* [PATCH] xfs: fix attr tree double split corruption
@ 2012-11-07 6:06 Dave Chinner
0 siblings, 0 replies; 4+ messages in thread
From: Dave Chinner @ 2012-11-07 6:06 UTC (permalink / raw)
To: xfs
From: Dave Chinner <dchinner@redhat.com>
In certain circumstances, a double split of an attribute tree is
needed to insert or replace an attribute. In rare situations, this
can go wrong, leaving the attribute tree corrupted. In this case,
the attr being replaced is the last attr in a leaf node, and the
replacement is larger so doesn't fit in the same leaf node.
When we have the initial condition of a node format attribute
btree with two leaves at index 1 and 2. Call them L1 and L2. The
leaf L1 is completely full, there is not a single byte of free space
in it. L2 is mostly empty. The attribute being replaced - call it X
- is the last attribute in L1.
The way an attribute replace is executed is that the replacement
attribute - call it Y - is first inserted into the tree, but has an
INCOMPLETE flag set on it so that list traversals ignore it. Once
this transaction is committed, a second transaction it run to
atomically mark Y as COMPLETE and X as INCOMPLETE, so that a
traversal will now find Y and skip X. Once that transaction is
committed, attribute X is then removed.
So, the initial condition is:
+--------+ +--------+
| L1 | | L2 |
| fwd: 2 |---->| fwd: 0 |
| bwd: 0 |<----| bwd: 1 |
| fsp: 0 | | fsp: N |
|--------| |--------|
| attr A | | attr 1 |
|--------| |--------|
| attr B | | attr 2 |
|--------| |--------|
.......... ..........
|--------| |--------|
| attr X | | attr n |
+--------+ +--------+
So now we go to replace X, and see that L1:fsp = 0 - it is full so
we can't insert Y in the same leaf. So we record the the location of
attribute X so we can track it for later use, then we split L1 into
L1 and L3 and reblance across the two leafs. We end with:
+--------+ +--------+ +--------+
| L1 | | L3 | | L2 |
| fwd: 3 |---->| fwd: 2 |---->| fwd: 0 |
| bwd: 0 |<----| bwd: 1 |<----| bwd: 3 |
| fsp: M | | fsp: J | | fsp: N |
|--------| |--------| |--------|
| attr A | | attr X | | attr 1 |
|--------| +--------+ |--------|
| attr B | | attr 2 |
|--------| |--------|
.......... ..........
|--------| |--------|
| attr W | | attr n |
+--------+ +--------+
And we track that the original attribute is now at L3:0.

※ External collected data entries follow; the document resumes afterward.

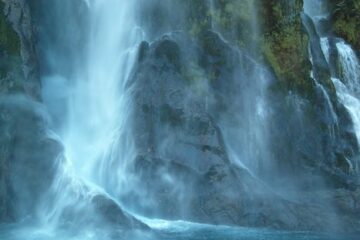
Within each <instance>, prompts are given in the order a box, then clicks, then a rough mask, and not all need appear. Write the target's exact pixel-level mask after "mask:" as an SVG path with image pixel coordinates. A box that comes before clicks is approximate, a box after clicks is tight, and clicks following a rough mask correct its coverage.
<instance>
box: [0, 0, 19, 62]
mask: <svg viewBox="0 0 360 240" xmlns="http://www.w3.org/2000/svg"><path fill="white" fill-rule="evenodd" d="M0 13H1V14H0V49H2V50H3V51H6V52H8V53H9V54H16V55H20V40H19V37H18V35H17V34H16V32H15V31H14V30H13V29H12V28H11V26H10V24H9V23H8V21H7V20H6V17H5V15H4V3H3V2H2V1H0Z"/></svg>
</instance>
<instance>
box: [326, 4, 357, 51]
mask: <svg viewBox="0 0 360 240" xmlns="http://www.w3.org/2000/svg"><path fill="white" fill-rule="evenodd" d="M330 2H331V5H332V6H331V8H332V19H333V22H334V23H333V30H334V32H335V34H336V35H337V36H340V37H342V38H344V39H345V40H346V41H347V42H349V43H350V44H351V45H352V46H353V47H355V48H356V49H357V51H360V31H359V29H360V0H347V1H341V0H331V1H330Z"/></svg>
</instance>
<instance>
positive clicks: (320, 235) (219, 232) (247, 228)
mask: <svg viewBox="0 0 360 240" xmlns="http://www.w3.org/2000/svg"><path fill="white" fill-rule="evenodd" d="M149 222H150V224H149ZM147 223H148V224H149V225H150V226H151V227H152V228H153V229H154V230H153V232H139V231H135V232H130V231H121V230H119V231H113V230H112V231H107V230H94V229H82V230H81V231H80V230H76V231H74V230H73V231H65V230H53V229H50V228H44V227H35V226H32V227H29V226H24V224H22V225H20V224H18V225H1V226H0V239H1V240H116V239H119V240H122V239H124V240H242V239H244V240H305V239H306V240H307V239H309V240H358V239H360V235H359V237H358V236H357V235H347V236H344V235H336V234H320V233H309V232H282V231H271V230H261V229H252V228H234V227H225V226H211V225H204V224H195V223H189V222H183V221H175V222H169V221H162V220H148V221H147Z"/></svg>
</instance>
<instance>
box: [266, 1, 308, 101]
mask: <svg viewBox="0 0 360 240" xmlns="http://www.w3.org/2000/svg"><path fill="white" fill-rule="evenodd" d="M294 7H295V9H294V10H293V11H292V12H295V14H293V13H292V15H289V12H288V11H287V10H286V8H285V7H284V4H282V3H281V2H280V1H278V2H274V1H265V0H263V5H262V8H263V9H262V14H264V16H265V17H264V22H263V24H262V26H263V31H264V35H263V36H262V39H261V50H262V53H263V56H264V60H265V61H266V62H268V63H269V64H270V65H271V67H272V68H273V70H274V72H275V74H276V76H277V79H278V86H279V87H280V88H281V89H286V90H294V91H297V92H299V93H300V94H303V95H307V96H311V95H312V94H313V85H312V81H311V79H310V70H311V64H310V62H309V55H308V44H309V39H308V36H307V34H305V33H304V32H303V30H302V23H301V18H300V12H301V10H302V4H301V2H299V1H298V2H297V3H296V5H295V6H294Z"/></svg>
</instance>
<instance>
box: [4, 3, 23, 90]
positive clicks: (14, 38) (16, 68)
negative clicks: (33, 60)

We then try to insert Y into L1 again, and find that there isn't
enough room because the new attribute is larger than the old one.

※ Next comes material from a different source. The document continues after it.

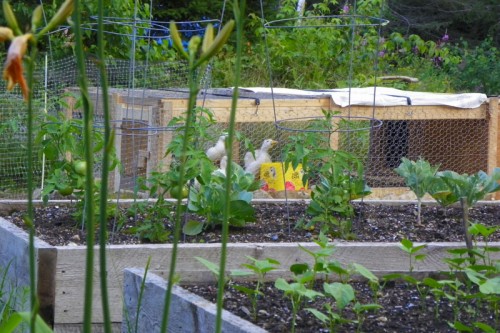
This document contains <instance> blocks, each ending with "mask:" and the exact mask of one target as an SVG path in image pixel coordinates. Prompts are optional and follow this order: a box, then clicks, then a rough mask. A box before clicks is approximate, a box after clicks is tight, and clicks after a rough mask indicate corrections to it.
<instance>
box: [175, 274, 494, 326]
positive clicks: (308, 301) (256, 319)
mask: <svg viewBox="0 0 500 333" xmlns="http://www.w3.org/2000/svg"><path fill="white" fill-rule="evenodd" d="M350 284H351V285H352V286H353V288H354V290H355V295H356V301H357V302H359V303H361V304H370V303H372V304H373V303H376V304H378V305H380V306H381V308H380V309H378V310H377V311H367V312H366V313H364V315H363V319H362V324H361V326H360V327H358V324H357V323H356V322H354V321H355V320H357V319H358V318H357V317H356V314H355V312H354V311H353V306H352V304H351V305H349V306H347V307H346V308H345V309H344V310H343V311H339V310H338V308H336V305H335V301H334V300H333V299H332V298H326V297H325V298H324V297H318V298H315V299H314V301H308V300H305V301H304V302H303V303H302V305H301V310H300V311H299V312H298V316H297V320H296V326H295V328H296V332H297V333H313V332H314V333H331V332H372V333H378V332H380V333H381V332H391V333H412V332H414V333H429V332H433V333H434V332H440V333H443V332H450V333H451V332H457V330H456V329H453V328H452V327H451V326H450V324H454V323H456V322H460V323H461V324H463V325H467V326H469V327H473V325H474V323H476V322H480V323H484V324H487V325H489V326H490V327H492V328H493V329H495V328H496V329H498V328H499V327H500V326H496V325H500V322H499V320H500V318H498V317H497V318H496V319H495V317H494V313H493V311H492V304H487V303H486V302H481V301H480V300H478V299H470V298H469V299H466V298H463V299H461V300H460V301H459V302H457V303H454V302H453V301H452V300H450V299H447V298H446V297H442V298H440V299H439V300H436V299H435V298H434V297H433V296H432V293H431V292H429V290H428V289H426V288H425V287H423V286H420V292H419V291H418V290H417V289H416V288H415V287H414V286H413V285H411V284H408V283H404V282H401V281H390V282H388V283H386V284H385V285H383V286H382V287H381V288H380V289H379V290H378V291H377V292H376V298H375V293H374V291H373V290H372V289H371V288H370V286H369V285H368V284H367V283H363V282H351V283H350ZM244 285H245V286H247V287H248V288H254V284H244ZM184 287H185V288H186V289H188V290H189V291H191V292H193V293H195V294H197V295H200V296H202V297H203V298H205V299H207V300H209V301H211V302H214V303H215V302H216V297H217V288H216V287H215V286H213V285H209V286H207V285H202V286H200V285H197V286H184ZM314 289H315V290H317V291H323V290H322V285H321V282H320V283H318V285H317V286H315V288H314ZM261 291H262V293H263V295H262V297H259V299H258V302H257V316H256V317H255V318H254V315H253V313H252V305H251V303H250V301H249V298H248V297H247V296H246V295H245V294H243V293H241V292H239V291H238V290H236V289H234V288H233V286H232V285H230V286H228V287H227V288H226V290H225V294H224V308H225V309H226V310H228V311H230V312H232V313H234V314H236V315H238V316H240V317H242V318H244V319H246V320H248V321H250V322H253V323H255V324H256V325H258V326H260V327H262V328H265V329H266V330H268V331H269V332H271V333H288V332H290V331H291V322H292V320H291V317H292V305H291V302H290V299H289V298H287V297H285V296H284V294H283V291H281V290H278V289H277V288H275V287H274V283H266V284H264V285H263V286H262V287H261ZM448 292H449V290H448ZM474 292H477V290H474V289H473V290H472V291H471V293H470V294H473V293H474ZM426 293H427V294H426ZM356 301H355V302H356ZM326 304H329V305H330V306H331V308H332V309H333V311H335V312H337V313H338V314H339V315H340V316H341V317H342V318H344V319H348V320H349V321H350V322H348V323H343V324H338V325H336V327H335V331H330V330H329V329H328V327H327V326H325V325H324V324H322V323H321V322H320V321H319V320H317V319H316V317H314V315H313V314H312V313H311V312H309V311H307V310H305V308H314V309H317V310H319V311H321V312H323V313H325V314H326V313H327V312H326V310H325V305H326ZM493 307H494V305H493ZM496 311H497V316H499V315H500V314H499V313H498V309H497V310H496ZM495 320H496V321H495ZM358 329H359V330H358ZM471 332H472V331H471ZM474 332H479V330H478V329H475V330H474Z"/></svg>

Hence we have to split again to make room for Y. We end up with
this:
+--------+ +--------+ +--------+ +--------+
| L1 | | L4 | | L3 | | L2 |
| fwd: 4 |---->| fwd: 3 |---->| fwd: 2 |---->| fwd: 0 |
| bwd: 0 |<----| bwd: 1 |<----| bwd: 4 |<----| bwd: 3 |
| fsp: M | | fsp: J | | fsp: J | | fsp: N |
|--------| |--------| |--------| |--------|
| attr A | | attr Y | | attr X | | attr 1 |
|--------| + INCOMP + +--------+ |--------|
| attr B | +--------+ | attr 2 |
|--------| |--------|
.......... ..........
|--------| |--------|
| attr W | | attr n |
+--------+ +--------+
And now we have the new (incomplete) attribute @ L4:0, and the
original attribute at L3:0. At this point, the first transaction is
committed, and we move to the flipping of the flags.
This is where we are supposed to end up with this:
+--------+ +--------+ +--------+ +--------+
| L1 | | L4 | | L3 | | L2 |
| fwd: 4 |---->| fwd: 3 |---->| fwd: 2 |---->| fwd: 0 |
| bwd: 0 |<----| bwd: 1 |<----| bwd: 4 |<----| bwd: 3 |
| fsp: M | | fsp: J | | fsp: J | | fsp: N |
|--------| |--------| |--------| |--------|
| attr A | | attr Y | | attr X | | attr 1 |
|--------| +--------+ + INCOMP + |--------|
| attr B | +--------+ | attr 2 |
|--------| |--------|
.......... ..........
|--------| |--------|
| attr W | | attr n |
+--------+ +--------+
But that doesn't happen properly - the attribute tracking indexes
are not pointing to the right locations. What we end up with is both
the old attribute to be removed pointing at L4:0 and the new
attribute at L4:1. On a debug kernel, this assert fails like so:
XFS: Assertion failed: args->index2 < be16_to_cpu(leaf2->hdr.count), file: fs/xfs/xfs_attr_leaf.c, line: 2725
because the new attribute location does not exist. On a production
kernel, this goes unnoticed and the code proceeds ahead merrily and
removes L4 because it thinks that is the block that is no longer
needed. This leaves the hash index node pointing to entries
L1, L4 and L2, but only blocks L1, L3 and L2 to exist. Further, the
leaf level sibling list is L1 <-> L4 <-> L2, but L4 is now free
space, and so everything is busted. This corruption is caused by the
removal of the old attribute triggering a join - it joins everything
correctly but then frees the wrong block.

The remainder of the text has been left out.